Poster Presentation International Congress on Neuronal Ceroid Lipofuscinoses 2025

TPP1 deficient cynomolgus macaque monkeys display neuropathological changes that resemble human CLN2 disease (#26)

Sophie H Wang 1 , Ewa A Ziółkowska 1 , Grace Robinson Kick 1 2 , Keigo Takahashi 1 3 , Nobuhiro Shimozawa 4 , Jonathan D Cooper 1
  1. Washington University in St. Louis, ST. Louis, MISSOURI, United States
  2. University of Missouri, Columbia, Missouri, United States
  3. UT SouthWestern, Dallas, TX, United States
  4. Tsukuba Primate Research Center, National Institutes of Biomedical Innovation, Health and Nutrition, Tsukuba, Ibaraki, Japan

CLN2 disease is caused by inherited mutations in tripeptidyl peptidase 1 (TPP1). Most studies of CLN2 pathogenesis and testing of therapies has been performed in TPP1 deficient mice. However, these mice have small, simple brains and studies are further complicated by their vulnerability to lethal spontaneous seizures. Larger animal species offer more human-like pathology, and a CLN2 Dachshund was pivotal in the pre-clinical development of enzyme replacement therapy. Recently a TPP1 deficient cynomolgus macaque was identified with a homozygous single-base deletion (c.42delC) of the CLN2/TPP1 gene, resulting in a frameshifted premature stop codon. Initial characterization of this non-human primate confirmed TPP1 deficiency, autosomal recessive inheritance, progressive neuronal clinical symptoms and regional brain atrophy evident via MRI imaging and characteristic disease-associated neuropathology. We have now undertaken a more detailed analysis of the extent and nature of these neuropathological changes throughout the CNS at disease end stage, compared to age-matched unaffected control samples. These analyses revealed pronounced cortical atrophy, that differs in extent between regions. This is more pronounced in sensory cortical areas where neuron loss is especially pronounced, including populations of GABAergic interneurons.
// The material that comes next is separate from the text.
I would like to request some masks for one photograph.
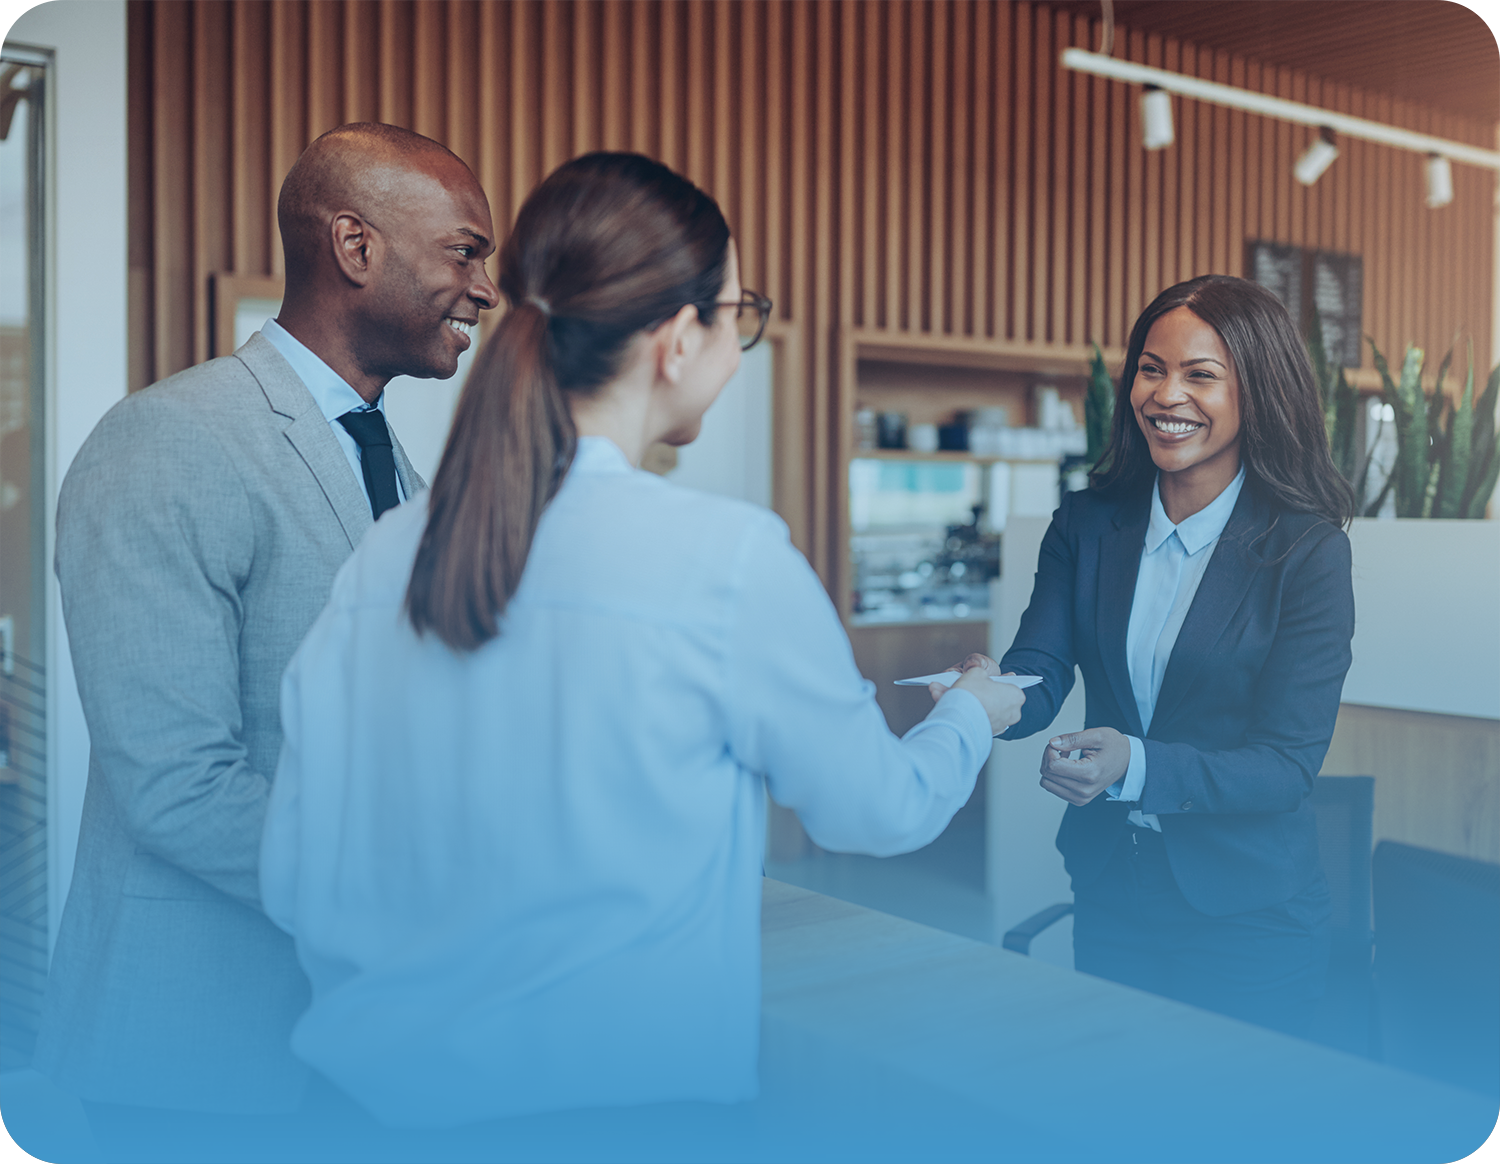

This is accompanied by pronounced activation of both astrocytes (GFAP) and microglia (Iba1), and autofluorescent storage material accumulation that is also detectable immunohistochemically (SCMAS). Pronounced regional atrophy, reactive changes and neuron loss is also evident in the cerebellum, and at multiple levels of the spinal cord. In general, neuropathological changes are more pronounced in brain and spinal grey matter. However, white matter also displays reactive changes and demyelination to a far greater extent than in TPP1 deficient mice. Further analyses are under way, but our data so far confirm this cynomolgus macaque as an important new model that exhibits pronounced neuropathological changes that resemble human CLN2 disease.